April 2003
MEMORANDUM TO CLIENTS
TORTS: A PICTURE SPEAKS A THOUSAND WORDS!
What happens if someone trips and falls while walking across an
associations property, sustains an injury, and then sues the Association for
damages? The answer may depend on whether there are photographs of the property.
Adopting a novel technological approach, in City of Melbourne,
Florida v. Dunn, 28 Fla. L. Weekly D500 (Fla. 5th DCA, February 21, 2003),
a Florida appellate court recently used digital pictures to illustrate its decision. A
visitor to a city park sued the City of Melbourne for injuries she sustained when she
tripped and fell while walking along the edge of a raised planter to exit the park. The
visitor testified she thought that the route to the parking lot was over and across the
planter, instead of around it.
The court reviewed and added to its opinion two digital photographs of
the scene.

The pictures above illustrated that the raised planter was an
"open and obvious hazard;" thus, the planter could not be considered a hidden
dangerous condition.
The court explained that an owner of land is not required to give
invitees - people invited on the owners land - a warning of an "obvious
danger." Here, the visitor knew or should have known she was walking on an obvious
hazardous obstacle.
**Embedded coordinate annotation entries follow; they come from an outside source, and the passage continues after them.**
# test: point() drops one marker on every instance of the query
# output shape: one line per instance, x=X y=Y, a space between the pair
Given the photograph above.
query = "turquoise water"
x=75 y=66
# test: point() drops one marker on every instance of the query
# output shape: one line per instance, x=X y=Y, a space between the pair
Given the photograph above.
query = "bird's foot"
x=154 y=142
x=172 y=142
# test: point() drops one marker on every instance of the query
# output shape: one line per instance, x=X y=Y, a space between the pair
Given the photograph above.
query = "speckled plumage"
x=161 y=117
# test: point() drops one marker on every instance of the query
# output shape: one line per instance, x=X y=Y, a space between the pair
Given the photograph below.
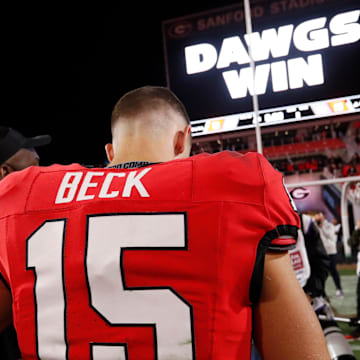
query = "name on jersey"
x=75 y=185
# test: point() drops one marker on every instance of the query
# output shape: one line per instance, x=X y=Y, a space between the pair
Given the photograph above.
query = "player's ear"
x=109 y=152
x=180 y=142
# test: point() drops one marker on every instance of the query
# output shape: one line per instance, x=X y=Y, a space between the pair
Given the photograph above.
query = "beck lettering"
x=76 y=184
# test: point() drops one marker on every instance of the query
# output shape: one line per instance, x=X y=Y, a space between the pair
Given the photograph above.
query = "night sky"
x=64 y=68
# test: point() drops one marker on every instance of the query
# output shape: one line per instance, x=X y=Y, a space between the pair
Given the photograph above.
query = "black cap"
x=11 y=141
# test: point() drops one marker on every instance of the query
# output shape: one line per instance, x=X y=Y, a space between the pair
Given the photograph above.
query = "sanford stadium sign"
x=304 y=51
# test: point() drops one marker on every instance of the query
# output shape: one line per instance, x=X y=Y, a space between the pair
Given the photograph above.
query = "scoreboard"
x=306 y=63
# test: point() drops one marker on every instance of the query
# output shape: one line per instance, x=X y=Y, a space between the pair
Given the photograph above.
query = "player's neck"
x=153 y=155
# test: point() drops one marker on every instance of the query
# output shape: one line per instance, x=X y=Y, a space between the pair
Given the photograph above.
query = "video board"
x=306 y=63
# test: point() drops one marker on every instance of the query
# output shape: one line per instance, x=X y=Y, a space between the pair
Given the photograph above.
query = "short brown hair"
x=146 y=98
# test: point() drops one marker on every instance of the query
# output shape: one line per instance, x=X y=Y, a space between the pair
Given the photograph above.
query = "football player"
x=159 y=256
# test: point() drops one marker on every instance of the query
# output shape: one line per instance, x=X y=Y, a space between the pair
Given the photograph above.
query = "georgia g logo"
x=180 y=29
x=299 y=193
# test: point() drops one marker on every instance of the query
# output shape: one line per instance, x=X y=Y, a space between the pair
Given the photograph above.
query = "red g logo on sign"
x=181 y=29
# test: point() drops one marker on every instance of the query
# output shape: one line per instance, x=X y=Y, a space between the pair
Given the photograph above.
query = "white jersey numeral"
x=45 y=250
x=108 y=237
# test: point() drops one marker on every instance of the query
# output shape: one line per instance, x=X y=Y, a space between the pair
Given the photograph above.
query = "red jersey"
x=159 y=262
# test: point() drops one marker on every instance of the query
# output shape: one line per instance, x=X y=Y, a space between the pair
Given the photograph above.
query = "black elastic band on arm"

The court emphasized the City did not have a duty to make the planter
safe for walking because the planter was not designed for people to walk over it. The
court stated that the photographs show that the gap between the planks was a
"blatant, yawning separation." Using a previous decision for comparison, the
court pointed out that the "planter was a glaringly open and obvious
obstacle for anyone walking out of the park."
The pictures made it clear that it was the visitor who was at fault,
not the City. In fact, the pictures did speak a thousand words! If someone sustains an
injury on Association property, the Association may want to consider photographing the
area where the accident allegedly occurred.
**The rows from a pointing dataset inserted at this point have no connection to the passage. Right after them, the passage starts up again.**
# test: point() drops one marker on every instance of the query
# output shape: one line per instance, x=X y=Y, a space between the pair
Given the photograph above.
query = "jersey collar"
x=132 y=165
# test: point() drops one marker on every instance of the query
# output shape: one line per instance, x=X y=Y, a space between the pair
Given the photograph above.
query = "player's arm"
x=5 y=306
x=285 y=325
CONTRACTS: HEAR NO EVIL, SEE NO EVIL IS NO DEFENSE
Did you ever tell someone that you do not have to pay an obligation
because you never knew about the obligation and never signed a contract? You may still be
responsible for payments if you knew or should have known about the obligation. A person
has no right to shut his or her eyes or ears to avoid information.
In Crown General Stores, Inc., v. Ultra Meat Market, Inc., 28
Fla. L. Weekly D500 (Fla. 3rd DCA, February 19, 2003), a Florida appellate
court ruled that a purchaser of a business was responsible for the sellers
pre-existing obligations under a lease even though the documents executed at closing did
not mentioned the lease. Ultra bought a supermarket which was subject to Crown General
Stores lease. Crown sued Ultra for non-payment of the lease. Ultra claimed it was
not liable for the lease because none of the closing documents mentioned the obligation to
Crown.
The seller testified that he informed Ultra of the lease and that a
purchase agreement signed by Ultra, but never signed by the seller, disclosed the
existence of the lease. The paragraph which disclosed the lease was crossed out by Ultra.
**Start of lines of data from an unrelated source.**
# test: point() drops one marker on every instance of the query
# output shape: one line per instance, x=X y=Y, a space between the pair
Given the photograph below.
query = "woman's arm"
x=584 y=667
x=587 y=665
The court pointed out that Ultra had "implied actual notice" of the pre-existing
interest in the leasehold before it purchased the supermarket. Although the purchase
agreement was never fully executed, the court indicated Ultra was put on notice about the
lease; thus, it had a duty to inquire further. The court stated, "it could not simply
shut its eyes or ears in order to avoid reception of the information."
It is important for an association to know its rights and obligations.
Do not wait for the last minute to draft contracts with outside vendors because terms that
you want to exclude might be kept and items you want included might be deleted. Allotting
enough time for the association or outside counsel to review proposed contracts might
avoid later problems.
UPDATE RECORDS AND PAPERWORK
Now that hurricane season is almost upon us, communities should ensure
that records are up to date. Annual reports should be filed and annual fees paid.
Insurance should be up to date and for the proper value. Most importantly, plans for
contingencies in the event of a hurricane hit should be reviewed.
FAIR HOUSING UPDATE
Education is the key to success; thus, you are urged to attend the Fair
Housing Symposium sponsored by the Palm Beach County Office of Equal Opportunity and the
Legal Aid Society of Palm Beach County on Tuesday, April 15, 2003. Anyone interested in
attending should contact the Palm Beach County Office of Equal Opportunity at
561-355-4884. Admission to the Symposium and luncheon is free but seats are first come,
first served. Advance registration is required.
This information is provided for public information purposes only and
is provided without obligation or fee. It is distributed to the firm's association clients
to provide a general notice of recent legal changes. This information is not to be
considered as legal advice. The changes in the law may not have been reviewed by Florida
courts and may be subject to further challenge. Before taking any action you are urged to
consult with counsel to ensure that your legal rights are protected.